The other night I had tickets to see Deathtrap at the Noel Coward Theatre. The show is billed as a “comedy thriller”, which is almost oxymoronic, so I was more than a little bit apprehensive when I entered the theatre.
Deathtrap follows the story of Sydney Bruhl (Simon Russell Beale), a playwrite who hasn’t created a hit show in the past few years. He meets a younger amateur playwrite, Clifford Anderson (Jonathan Groff). At the beginning of the show Sydney and his wife plot to murder the young playwrite, knowing that his creation, Deathtrap, hasn’t been seen or spoken about to anyone else. Unfortunately that’s all I can tell you – the programme says so :-p
The story unfolds in such a way that it makes it impossible to fully settle down and watch, purely because every time you think you know where the plot is going it switches right round in front of you. It s a very cleverly written play, with the dialogue cleverly intertwined with the action to keep you guessing. One of the things I loved about the show is that there is always some clue to what will happen next, but the context is such that you manage to convince yourself it won’t happen… Only for it to happen mere moments later!
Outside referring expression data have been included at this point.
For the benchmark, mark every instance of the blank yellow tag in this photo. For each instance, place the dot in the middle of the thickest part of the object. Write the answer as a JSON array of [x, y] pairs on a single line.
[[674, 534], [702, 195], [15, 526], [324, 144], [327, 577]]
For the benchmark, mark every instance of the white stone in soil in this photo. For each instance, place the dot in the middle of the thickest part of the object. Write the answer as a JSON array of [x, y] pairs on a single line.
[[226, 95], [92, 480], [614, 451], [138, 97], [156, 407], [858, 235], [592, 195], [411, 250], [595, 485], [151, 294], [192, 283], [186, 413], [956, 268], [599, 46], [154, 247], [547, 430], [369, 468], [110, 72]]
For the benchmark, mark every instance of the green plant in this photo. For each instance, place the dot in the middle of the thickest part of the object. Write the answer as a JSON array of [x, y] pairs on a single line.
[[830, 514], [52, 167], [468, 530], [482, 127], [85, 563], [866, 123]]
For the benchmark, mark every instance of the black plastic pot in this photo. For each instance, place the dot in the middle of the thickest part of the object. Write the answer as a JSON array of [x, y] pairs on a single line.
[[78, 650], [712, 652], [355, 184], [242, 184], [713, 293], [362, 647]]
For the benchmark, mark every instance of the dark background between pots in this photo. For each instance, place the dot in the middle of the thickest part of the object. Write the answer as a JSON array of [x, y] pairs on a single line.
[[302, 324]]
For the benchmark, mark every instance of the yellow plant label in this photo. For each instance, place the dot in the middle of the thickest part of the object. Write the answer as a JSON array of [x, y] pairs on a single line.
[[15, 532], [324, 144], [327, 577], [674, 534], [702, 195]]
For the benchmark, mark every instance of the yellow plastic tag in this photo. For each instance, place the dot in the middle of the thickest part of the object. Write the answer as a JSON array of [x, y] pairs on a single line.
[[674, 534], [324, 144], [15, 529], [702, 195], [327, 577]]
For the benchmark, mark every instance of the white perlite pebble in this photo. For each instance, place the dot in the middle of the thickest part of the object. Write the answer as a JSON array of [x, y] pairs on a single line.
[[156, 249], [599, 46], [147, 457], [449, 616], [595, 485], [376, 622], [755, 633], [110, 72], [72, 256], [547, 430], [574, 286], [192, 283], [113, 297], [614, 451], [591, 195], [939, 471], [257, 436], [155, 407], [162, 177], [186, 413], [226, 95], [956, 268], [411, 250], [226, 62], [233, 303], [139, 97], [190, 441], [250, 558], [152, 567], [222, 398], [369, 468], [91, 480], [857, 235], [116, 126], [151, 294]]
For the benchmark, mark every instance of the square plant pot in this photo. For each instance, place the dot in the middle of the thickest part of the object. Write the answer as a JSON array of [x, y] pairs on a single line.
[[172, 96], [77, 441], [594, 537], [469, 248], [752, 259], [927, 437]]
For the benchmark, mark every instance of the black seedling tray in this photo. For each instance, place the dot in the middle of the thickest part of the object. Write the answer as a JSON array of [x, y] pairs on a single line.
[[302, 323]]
The play makes numerous references to itself, talking about what a good play “Deathtrap” would make. I particularly liked the reference to how much could be made not only from the show, but from the souvenir T-shirts also! It also references the fact that the play would make a great film – which it is for those who are not in the know.
Simon Russell Beale has you captivated from the minute he appears on the stage. It is no secret that he is a well respected actor, but in this particular role his comedy timing as well as his acting is perfection. He switches very easy from bored, to murderous and back again almost without a thought. Jonathan Groff easily leads you to believe the naivety of his character, and he too switches very quickly from a young playwrite who knows nothing, to a very savvy young man.
Claire Skinner plays Sydney’s wife, Myra, and is a joy to watch. She plays the character energetically and you definitely feel her horror at her husband’s murderous thoughts. I also very much enjoyed Estelle Parsons as token comedy character Helga Ten Dorp – I don’t think I have laughed so much at one character for a while.
All in all I thought it was a fantastic show and not at all what I expected. Despite the idea of a comedy thriller being somewhat odd, it works very well. I definitely jumped a number of times and even having read the plot beforehand, I was suprised by everything that happened.
If you have a free night, definitely take yourself down to the Noel Coward and grab some tickets for this excellent thriller.